Ski resort in the Alps closes due to lack of snow observer

The small village of La Sambuy in the French Alps maintained a small ski resort for decades. Now, 60 years later, the ski lifts are being dismantled because there is no longer enough snow to make the ski area profitable.

Mayor Jacques Dalex explained to Europe 1 radio how the climate situation in the region has changed over time and what impact this has on the place: “Now there is much less snow in winter. This year we were only open for four weeks. The season [alta] It’s getting shorter and shorter and it’s obviously not getting better.”

The mayor told CNN that with costs of 80,000 euros per year to operate the cable cars, the resort is currently suffering an annual loss of 500,000 euros. For this reason, the municipal assembly of La Sambuy decided this summer not to reopen this winter and to dismantle the infrastructure.

And the small village is not the only one undergoing this change. The environmental group Mountain Wilderness reports that 22 cable car systems have been dismantled in France since 2001; another 106 are abandoned.

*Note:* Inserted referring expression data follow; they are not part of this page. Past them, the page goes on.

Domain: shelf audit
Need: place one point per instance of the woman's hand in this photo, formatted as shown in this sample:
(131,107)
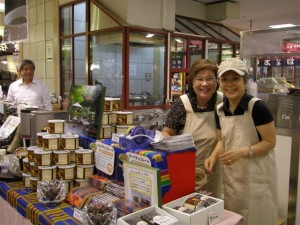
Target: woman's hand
(209,164)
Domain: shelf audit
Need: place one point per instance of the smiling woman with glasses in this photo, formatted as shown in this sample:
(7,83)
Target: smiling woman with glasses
(193,113)
(246,141)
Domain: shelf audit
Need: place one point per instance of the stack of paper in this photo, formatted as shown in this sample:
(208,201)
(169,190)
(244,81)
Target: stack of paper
(175,143)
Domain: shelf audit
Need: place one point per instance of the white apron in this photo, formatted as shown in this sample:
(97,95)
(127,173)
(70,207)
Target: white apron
(203,128)
(250,184)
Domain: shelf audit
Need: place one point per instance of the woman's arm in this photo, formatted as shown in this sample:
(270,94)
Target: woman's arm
(214,157)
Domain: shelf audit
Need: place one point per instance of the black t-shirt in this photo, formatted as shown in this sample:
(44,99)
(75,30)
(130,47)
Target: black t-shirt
(261,114)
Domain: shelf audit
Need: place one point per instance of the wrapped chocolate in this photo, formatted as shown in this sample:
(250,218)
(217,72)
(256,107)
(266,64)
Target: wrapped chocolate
(53,191)
(99,213)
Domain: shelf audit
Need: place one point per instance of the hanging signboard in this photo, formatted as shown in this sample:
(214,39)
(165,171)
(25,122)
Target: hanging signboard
(15,21)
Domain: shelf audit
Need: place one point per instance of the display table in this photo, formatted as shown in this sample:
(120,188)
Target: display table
(25,202)
(22,207)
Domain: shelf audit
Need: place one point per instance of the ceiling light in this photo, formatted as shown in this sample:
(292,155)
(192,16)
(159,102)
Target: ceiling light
(178,40)
(2,7)
(282,25)
(149,35)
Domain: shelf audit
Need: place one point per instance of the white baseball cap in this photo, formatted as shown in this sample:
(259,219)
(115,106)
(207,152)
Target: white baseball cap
(234,64)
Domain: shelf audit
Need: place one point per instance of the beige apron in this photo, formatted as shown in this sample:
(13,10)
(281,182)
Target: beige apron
(250,184)
(203,128)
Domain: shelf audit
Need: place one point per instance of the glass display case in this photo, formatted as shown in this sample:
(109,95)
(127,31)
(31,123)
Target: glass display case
(273,59)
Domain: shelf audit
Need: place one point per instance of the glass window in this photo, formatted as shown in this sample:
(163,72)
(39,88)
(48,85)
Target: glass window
(100,20)
(66,20)
(79,60)
(66,65)
(196,50)
(178,52)
(79,18)
(213,52)
(106,61)
(146,68)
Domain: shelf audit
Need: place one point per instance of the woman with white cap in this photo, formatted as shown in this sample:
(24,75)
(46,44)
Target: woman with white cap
(246,141)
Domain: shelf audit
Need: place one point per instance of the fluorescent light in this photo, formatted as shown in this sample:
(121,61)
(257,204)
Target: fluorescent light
(2,7)
(282,25)
(178,40)
(149,35)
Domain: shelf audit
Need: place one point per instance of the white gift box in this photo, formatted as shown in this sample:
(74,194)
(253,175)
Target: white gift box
(206,216)
(167,218)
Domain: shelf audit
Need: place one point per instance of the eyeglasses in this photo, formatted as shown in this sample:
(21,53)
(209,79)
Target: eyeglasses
(224,80)
(209,80)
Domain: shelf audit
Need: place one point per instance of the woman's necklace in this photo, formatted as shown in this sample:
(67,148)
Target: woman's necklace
(201,106)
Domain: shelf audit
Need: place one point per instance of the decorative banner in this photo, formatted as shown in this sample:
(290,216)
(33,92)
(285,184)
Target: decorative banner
(15,21)
(279,62)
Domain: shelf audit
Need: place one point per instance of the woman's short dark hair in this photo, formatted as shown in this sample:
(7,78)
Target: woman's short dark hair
(198,65)
(27,62)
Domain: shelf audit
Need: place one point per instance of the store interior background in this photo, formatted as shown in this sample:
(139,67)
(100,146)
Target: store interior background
(43,26)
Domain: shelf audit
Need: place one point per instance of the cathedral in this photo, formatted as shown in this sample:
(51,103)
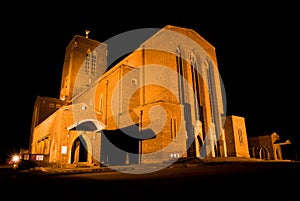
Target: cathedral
(157,102)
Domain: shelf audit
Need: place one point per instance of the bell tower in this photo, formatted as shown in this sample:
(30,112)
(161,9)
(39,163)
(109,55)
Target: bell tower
(85,61)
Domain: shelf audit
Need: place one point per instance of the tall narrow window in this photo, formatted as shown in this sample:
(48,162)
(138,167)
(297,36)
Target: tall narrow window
(90,62)
(93,63)
(209,78)
(101,103)
(179,67)
(196,86)
(240,136)
(173,128)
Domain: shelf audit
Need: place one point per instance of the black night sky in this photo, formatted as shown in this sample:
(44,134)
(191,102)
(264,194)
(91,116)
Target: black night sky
(256,47)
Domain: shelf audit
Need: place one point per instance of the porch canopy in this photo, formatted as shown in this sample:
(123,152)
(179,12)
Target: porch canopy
(87,125)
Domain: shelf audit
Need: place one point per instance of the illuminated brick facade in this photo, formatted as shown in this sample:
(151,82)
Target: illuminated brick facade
(160,102)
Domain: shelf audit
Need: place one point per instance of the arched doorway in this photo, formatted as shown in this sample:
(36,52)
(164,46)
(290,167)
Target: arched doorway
(79,153)
(264,153)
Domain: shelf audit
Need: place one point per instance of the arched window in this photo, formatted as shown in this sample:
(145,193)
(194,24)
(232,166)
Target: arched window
(179,68)
(196,85)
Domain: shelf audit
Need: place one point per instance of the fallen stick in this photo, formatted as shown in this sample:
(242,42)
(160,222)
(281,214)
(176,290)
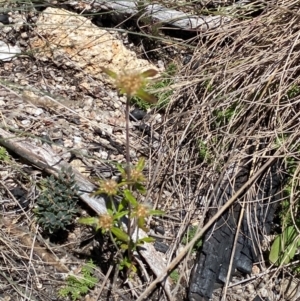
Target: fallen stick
(43,157)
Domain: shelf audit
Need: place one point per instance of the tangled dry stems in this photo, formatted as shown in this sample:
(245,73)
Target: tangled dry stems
(236,92)
(247,68)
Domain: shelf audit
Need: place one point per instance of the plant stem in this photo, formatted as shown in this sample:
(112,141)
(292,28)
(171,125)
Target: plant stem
(128,171)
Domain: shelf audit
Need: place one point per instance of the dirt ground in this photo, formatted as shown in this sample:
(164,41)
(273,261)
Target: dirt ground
(46,101)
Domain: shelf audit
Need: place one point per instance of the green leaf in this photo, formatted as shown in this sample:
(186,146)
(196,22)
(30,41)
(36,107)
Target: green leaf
(146,96)
(120,234)
(141,224)
(130,198)
(156,212)
(141,164)
(118,215)
(140,187)
(91,221)
(146,239)
(149,73)
(122,205)
(284,246)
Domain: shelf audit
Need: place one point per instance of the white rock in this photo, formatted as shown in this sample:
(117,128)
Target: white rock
(38,112)
(25,122)
(7,52)
(77,140)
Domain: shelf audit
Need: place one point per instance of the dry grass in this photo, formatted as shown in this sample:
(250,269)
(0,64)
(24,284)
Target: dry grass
(240,92)
(237,99)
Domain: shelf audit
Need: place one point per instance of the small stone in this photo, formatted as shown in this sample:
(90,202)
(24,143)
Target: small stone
(103,155)
(25,122)
(24,35)
(77,140)
(68,143)
(38,112)
(137,114)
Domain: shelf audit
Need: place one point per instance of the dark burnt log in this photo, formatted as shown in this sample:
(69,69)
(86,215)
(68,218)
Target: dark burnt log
(214,256)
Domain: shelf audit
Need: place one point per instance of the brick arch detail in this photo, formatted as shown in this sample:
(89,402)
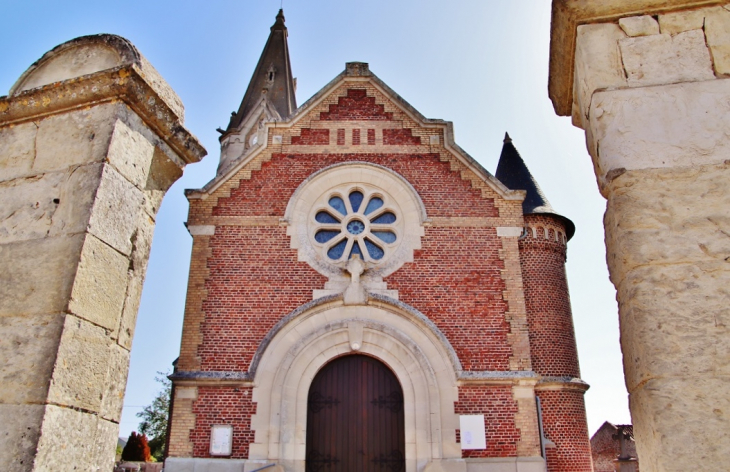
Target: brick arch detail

CNN also recalls a study by the scientific publication Nature Climate Change, which predicts that 91% of European ski resorts are threatened by climate change.

However, some residents are trying to reverse the municipal decision. In a petition that has already collected 1,900 signatures, the holiday resort of La Sambuy is described as a “social element of the small town of 7,500 inhabitants” and proposes an alternative economic model: the use of the cable cars in summer, so that tourists especially appreciate the mountain panorama.